Two loops do the same additions over the same 2D array; one is 8× slower. Why?

Loop order versus memory layout. A 2D array is stored row-major; the fast loop's inner index walks contiguous memory (every cache line fully used, hardware prefetch engaged), while the slow loop strides by a full row each step, touching one element per line and defeating prefetch. Same operations, same result — the difference is entirely cache-line utilization and prefetcher behavior, invisible in the source.

Question 12

A "2% cache miss rate" loop is the bottleneck. How is that possible?

Because miss ratio is the wrong metric — convert to time. 2% of, say, 100 billion loads is 2 billion misses; at ~100 ns each that's ~200 seconds of pure DRAM stall. A low ratio over a huge load count can be the entire runtime. Always multiply miss count by miss latency and compare to wall-clock, never reason from the percentage alone.

Question 13

A linked list and an array hold the same 10M integers. Why is iterating the list ~100× slower?

Each node = node->next is a dependency: the next address is unknown until the current line returns, so misses serialize and you pay full DRAM latency per node (~10M × ~100 ns ≈ 1 s) with no prefetch and no memory-level parallelism. The array scan generates independent, predictable accesses — prefetched, riding bandwidth, a few ms. Identical big-O, but the array's locality and access independence win by orders of magnitude.

Question 14

Your in-memory cache suddenly shows tens-of-ms p99 latency. The code didn't change. What happened?

The working set likely outgrew RAM and the kernel started paging to swap (SSD) — the bottom of the hierarchy silently entered the hot path. A microsecond cache became a millisecond one. Confirm with vmstat swap-in/out (si/so) and memory pressure metrics. Fix: cap the cache below available RAM with admission/eviction; never allow the working set to cross the RAM→swap cliff. It's a hierarchy cliff, not a gradual slope.


Design

Question 15

You're storing millions of particles processed by a SIMD physics loop. AoS or SoA, and why?

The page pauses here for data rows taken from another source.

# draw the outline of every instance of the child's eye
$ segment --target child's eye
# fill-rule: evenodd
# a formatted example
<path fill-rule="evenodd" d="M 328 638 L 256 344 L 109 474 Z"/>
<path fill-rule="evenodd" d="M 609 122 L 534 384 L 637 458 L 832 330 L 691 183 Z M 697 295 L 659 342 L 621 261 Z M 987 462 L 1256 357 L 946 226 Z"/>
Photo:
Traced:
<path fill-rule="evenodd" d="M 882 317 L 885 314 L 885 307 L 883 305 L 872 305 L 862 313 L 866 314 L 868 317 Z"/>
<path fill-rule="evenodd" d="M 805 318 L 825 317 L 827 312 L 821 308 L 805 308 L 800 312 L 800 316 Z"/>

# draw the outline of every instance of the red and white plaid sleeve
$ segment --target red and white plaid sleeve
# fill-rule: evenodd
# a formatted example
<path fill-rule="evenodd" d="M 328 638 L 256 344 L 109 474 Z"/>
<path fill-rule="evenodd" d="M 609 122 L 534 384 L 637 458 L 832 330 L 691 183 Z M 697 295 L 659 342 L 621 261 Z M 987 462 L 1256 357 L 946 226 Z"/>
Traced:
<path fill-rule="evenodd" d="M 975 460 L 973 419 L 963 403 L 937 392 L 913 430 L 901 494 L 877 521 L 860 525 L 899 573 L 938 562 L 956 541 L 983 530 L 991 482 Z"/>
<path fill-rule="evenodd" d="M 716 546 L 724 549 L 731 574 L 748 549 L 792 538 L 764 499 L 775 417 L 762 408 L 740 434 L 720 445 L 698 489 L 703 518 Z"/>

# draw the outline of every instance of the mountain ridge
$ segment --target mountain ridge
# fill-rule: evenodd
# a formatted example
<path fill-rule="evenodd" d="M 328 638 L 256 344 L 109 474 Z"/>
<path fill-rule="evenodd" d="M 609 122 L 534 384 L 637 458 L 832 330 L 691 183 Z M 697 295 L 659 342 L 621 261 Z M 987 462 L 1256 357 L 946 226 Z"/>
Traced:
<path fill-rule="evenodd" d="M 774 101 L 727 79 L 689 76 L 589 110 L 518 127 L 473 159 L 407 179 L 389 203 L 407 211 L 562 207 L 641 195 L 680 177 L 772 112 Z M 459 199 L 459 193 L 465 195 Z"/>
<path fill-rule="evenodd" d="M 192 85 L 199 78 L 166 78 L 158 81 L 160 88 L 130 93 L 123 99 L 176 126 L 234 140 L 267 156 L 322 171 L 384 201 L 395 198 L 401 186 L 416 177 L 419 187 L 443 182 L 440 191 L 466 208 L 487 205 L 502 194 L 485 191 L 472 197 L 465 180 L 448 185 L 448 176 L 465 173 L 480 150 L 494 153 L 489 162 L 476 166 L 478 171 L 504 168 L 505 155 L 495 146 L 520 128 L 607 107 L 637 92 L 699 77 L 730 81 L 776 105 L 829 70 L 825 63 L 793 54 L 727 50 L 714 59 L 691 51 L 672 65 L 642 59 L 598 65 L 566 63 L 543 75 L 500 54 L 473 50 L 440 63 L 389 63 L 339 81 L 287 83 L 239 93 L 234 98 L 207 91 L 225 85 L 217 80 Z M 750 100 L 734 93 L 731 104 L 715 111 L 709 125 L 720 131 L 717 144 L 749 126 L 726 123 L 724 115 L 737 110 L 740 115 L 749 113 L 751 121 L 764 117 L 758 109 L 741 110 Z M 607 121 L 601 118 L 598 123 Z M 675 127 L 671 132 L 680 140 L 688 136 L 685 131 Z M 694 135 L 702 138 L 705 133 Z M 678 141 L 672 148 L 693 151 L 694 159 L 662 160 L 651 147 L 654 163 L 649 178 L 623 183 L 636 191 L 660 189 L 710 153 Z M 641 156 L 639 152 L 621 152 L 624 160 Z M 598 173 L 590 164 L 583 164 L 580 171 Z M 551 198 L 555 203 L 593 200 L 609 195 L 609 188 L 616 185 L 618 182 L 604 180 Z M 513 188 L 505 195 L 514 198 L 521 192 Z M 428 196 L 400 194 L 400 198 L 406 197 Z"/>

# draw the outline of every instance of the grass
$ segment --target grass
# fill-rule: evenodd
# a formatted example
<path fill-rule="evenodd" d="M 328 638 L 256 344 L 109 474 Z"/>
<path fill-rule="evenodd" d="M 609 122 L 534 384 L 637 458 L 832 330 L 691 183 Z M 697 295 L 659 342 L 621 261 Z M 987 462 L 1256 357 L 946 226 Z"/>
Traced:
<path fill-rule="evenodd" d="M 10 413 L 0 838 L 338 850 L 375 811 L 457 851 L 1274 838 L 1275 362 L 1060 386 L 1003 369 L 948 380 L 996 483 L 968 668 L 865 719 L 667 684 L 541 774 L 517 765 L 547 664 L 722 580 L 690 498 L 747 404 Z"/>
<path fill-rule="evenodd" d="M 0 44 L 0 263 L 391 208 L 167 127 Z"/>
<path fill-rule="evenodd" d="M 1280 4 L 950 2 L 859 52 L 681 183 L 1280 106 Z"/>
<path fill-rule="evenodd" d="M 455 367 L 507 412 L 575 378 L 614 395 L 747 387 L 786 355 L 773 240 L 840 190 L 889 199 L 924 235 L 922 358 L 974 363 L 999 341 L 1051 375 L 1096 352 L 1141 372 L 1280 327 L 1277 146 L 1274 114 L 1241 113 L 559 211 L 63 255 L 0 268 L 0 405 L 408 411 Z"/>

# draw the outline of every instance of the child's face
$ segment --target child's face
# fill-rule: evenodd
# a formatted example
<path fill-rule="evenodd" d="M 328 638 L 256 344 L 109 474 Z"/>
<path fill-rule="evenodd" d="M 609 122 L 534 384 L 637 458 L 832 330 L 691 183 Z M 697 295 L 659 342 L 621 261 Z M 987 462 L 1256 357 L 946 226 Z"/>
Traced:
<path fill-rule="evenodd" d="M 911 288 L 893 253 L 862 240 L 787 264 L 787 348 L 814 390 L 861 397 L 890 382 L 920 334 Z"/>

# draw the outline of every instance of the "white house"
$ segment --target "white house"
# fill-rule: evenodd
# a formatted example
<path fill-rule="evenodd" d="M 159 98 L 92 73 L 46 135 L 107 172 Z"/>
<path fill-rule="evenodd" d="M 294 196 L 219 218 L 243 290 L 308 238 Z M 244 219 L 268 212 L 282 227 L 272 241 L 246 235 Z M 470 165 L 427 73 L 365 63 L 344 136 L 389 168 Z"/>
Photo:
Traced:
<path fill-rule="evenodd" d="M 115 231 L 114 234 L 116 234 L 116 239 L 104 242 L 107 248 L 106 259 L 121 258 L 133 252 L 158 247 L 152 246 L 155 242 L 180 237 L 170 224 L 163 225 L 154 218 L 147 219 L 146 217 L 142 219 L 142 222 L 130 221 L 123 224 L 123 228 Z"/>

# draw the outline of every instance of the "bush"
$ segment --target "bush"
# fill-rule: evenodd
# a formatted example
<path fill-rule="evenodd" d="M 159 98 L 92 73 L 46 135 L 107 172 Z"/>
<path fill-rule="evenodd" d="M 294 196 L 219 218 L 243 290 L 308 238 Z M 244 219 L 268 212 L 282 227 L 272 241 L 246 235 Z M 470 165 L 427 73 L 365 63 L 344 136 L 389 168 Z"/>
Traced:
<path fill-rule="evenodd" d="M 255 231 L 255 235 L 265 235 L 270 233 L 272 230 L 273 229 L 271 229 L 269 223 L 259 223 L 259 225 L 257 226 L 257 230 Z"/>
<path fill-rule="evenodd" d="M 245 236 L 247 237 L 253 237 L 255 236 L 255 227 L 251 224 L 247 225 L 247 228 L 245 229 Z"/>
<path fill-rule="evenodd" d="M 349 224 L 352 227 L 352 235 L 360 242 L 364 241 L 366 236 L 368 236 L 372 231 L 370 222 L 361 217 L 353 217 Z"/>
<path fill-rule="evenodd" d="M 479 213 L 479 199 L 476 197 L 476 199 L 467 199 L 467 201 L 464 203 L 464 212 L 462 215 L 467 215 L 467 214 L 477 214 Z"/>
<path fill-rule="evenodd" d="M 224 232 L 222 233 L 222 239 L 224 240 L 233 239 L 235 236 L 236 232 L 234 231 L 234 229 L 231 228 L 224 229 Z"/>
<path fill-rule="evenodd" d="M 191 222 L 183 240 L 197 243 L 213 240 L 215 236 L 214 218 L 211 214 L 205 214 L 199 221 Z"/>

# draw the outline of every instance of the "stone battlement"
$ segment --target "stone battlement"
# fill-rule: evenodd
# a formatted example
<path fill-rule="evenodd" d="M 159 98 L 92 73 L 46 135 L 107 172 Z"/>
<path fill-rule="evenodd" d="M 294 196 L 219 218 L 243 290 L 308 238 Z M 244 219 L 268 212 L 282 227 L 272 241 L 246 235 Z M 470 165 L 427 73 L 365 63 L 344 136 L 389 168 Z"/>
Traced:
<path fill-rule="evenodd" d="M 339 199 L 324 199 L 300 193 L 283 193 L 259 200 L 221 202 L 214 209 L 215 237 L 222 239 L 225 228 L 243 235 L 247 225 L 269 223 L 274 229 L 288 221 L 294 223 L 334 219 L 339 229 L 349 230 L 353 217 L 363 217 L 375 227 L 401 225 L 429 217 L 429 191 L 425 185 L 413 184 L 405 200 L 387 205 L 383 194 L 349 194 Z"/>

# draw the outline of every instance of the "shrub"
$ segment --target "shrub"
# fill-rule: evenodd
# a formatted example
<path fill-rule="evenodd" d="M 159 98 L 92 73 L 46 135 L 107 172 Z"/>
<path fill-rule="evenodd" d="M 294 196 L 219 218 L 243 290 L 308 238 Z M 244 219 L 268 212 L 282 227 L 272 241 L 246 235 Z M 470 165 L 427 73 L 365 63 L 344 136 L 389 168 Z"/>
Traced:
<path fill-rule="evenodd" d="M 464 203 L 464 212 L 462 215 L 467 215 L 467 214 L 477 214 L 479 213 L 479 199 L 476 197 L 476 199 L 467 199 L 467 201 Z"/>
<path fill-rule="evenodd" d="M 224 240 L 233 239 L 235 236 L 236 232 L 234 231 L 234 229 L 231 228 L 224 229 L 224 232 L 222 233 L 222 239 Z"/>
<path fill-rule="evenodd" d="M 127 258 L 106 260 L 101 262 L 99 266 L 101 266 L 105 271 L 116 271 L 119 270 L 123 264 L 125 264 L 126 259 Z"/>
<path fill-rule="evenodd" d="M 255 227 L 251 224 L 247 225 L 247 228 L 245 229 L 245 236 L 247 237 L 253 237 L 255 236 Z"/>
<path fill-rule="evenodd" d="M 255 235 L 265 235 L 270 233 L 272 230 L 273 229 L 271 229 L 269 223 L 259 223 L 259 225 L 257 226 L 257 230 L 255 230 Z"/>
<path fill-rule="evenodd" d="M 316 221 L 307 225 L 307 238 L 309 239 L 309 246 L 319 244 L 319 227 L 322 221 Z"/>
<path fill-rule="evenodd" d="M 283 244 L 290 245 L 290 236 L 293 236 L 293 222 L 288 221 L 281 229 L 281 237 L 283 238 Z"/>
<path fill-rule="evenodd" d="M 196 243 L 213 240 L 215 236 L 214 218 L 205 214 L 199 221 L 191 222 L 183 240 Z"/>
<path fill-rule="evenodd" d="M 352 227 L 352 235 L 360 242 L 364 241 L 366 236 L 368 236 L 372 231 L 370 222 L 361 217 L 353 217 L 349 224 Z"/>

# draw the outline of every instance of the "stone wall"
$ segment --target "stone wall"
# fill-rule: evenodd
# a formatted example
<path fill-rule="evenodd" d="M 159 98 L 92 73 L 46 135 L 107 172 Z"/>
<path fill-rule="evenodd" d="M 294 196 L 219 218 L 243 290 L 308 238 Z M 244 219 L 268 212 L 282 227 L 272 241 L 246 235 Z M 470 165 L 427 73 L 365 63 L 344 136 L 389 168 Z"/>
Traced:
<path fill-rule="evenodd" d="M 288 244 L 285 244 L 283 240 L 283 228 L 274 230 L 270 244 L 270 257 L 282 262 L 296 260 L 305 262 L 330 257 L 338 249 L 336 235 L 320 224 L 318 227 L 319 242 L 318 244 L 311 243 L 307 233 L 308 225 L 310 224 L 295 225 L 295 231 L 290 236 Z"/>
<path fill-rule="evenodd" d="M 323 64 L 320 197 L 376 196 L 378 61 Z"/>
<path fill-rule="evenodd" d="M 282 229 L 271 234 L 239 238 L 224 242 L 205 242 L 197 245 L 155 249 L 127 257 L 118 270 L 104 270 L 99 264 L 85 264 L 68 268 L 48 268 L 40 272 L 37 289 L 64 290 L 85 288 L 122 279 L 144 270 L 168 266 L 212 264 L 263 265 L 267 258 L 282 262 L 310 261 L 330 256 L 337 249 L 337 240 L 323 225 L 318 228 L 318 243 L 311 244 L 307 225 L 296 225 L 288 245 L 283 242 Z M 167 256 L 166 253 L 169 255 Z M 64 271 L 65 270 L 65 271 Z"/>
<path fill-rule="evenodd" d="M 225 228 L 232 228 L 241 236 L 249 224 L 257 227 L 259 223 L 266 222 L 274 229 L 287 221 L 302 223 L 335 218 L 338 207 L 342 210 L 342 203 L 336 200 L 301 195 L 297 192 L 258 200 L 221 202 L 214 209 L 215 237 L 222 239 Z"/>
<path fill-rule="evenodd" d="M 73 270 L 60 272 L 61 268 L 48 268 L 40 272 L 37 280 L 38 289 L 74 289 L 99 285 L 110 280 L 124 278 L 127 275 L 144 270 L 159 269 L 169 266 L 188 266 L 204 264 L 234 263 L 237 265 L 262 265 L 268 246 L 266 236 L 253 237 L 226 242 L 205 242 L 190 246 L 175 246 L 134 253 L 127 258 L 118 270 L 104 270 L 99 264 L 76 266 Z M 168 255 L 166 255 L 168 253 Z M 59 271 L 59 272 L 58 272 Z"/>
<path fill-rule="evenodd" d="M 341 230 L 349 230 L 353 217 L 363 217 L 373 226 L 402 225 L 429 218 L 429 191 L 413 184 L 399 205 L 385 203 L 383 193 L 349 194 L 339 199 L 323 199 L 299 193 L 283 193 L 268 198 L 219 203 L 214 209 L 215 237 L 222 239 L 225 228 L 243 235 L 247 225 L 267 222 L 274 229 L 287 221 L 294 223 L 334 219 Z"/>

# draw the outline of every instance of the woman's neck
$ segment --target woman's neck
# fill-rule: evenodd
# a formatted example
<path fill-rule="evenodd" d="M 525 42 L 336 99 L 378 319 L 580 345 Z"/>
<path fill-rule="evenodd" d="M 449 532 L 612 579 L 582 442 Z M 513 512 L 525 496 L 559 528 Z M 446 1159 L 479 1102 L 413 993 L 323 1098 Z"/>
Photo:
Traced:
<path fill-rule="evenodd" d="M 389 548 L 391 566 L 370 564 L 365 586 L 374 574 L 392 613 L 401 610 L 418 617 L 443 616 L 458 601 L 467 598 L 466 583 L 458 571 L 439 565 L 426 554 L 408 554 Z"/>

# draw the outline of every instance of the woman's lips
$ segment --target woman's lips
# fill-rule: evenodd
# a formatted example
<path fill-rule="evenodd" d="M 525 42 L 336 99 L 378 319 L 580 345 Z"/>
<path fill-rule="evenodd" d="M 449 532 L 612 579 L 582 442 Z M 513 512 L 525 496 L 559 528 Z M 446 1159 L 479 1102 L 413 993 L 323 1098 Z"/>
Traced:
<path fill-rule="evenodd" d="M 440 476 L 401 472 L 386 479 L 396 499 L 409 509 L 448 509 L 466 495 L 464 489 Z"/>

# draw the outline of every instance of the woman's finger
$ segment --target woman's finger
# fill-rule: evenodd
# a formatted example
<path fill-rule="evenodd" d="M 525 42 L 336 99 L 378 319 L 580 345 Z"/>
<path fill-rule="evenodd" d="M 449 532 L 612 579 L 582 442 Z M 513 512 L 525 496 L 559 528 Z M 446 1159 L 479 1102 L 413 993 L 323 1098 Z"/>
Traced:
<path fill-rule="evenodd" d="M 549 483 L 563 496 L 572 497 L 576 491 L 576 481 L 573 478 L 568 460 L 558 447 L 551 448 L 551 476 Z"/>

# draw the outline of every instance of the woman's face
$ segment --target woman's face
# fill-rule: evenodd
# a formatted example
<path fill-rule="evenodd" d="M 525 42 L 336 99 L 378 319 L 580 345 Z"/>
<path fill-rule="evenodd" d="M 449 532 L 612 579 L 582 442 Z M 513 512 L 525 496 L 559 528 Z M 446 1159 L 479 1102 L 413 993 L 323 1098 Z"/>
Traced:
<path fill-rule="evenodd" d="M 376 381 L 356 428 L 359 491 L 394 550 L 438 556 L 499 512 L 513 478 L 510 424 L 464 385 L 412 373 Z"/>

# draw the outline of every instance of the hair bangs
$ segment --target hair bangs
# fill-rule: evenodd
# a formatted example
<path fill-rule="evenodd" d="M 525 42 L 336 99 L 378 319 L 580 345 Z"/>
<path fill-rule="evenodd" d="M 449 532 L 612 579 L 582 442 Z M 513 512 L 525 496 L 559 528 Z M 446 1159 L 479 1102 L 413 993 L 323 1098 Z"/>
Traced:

SoA (separate contiguous arrays per field) for the field-at-a-time SIMD kernel: updating positions touches packed x[] and vx[] lines with every byte used and lets SIMD load 8–16 lanes per instruction — commonly 2–8× faster than AoS, where each line drags whole records (including unused fields) and strides defeat vectorization. If a different hot loop needs whole records, AoS or a hybrid AoSoA (tiles of N records) balances SIMD width against record locality. Match layout to the dominant access pattern.

Question 16

Design the memory-placement strategy for a high-throughput service on a 2-socket NUMA server.

Make allocation NUMA-aware: rely on or control first-touch so pages land on the node of the thread that will use them — avoid the trap of one thread allocating+zeroing everything (all pages on one node) before a cross-socket pool processes it. Use parallel first-touch (each worker initializes the slice it later processes), pin threads and memory with numactl/affinity, and shard data per node. Verify with numastat (remote-access %) and uncore IMC counters. Ignoring this commonly costs 30–50% throughput; remote access runs ~1.5–2× the latency at reduced bandwidth.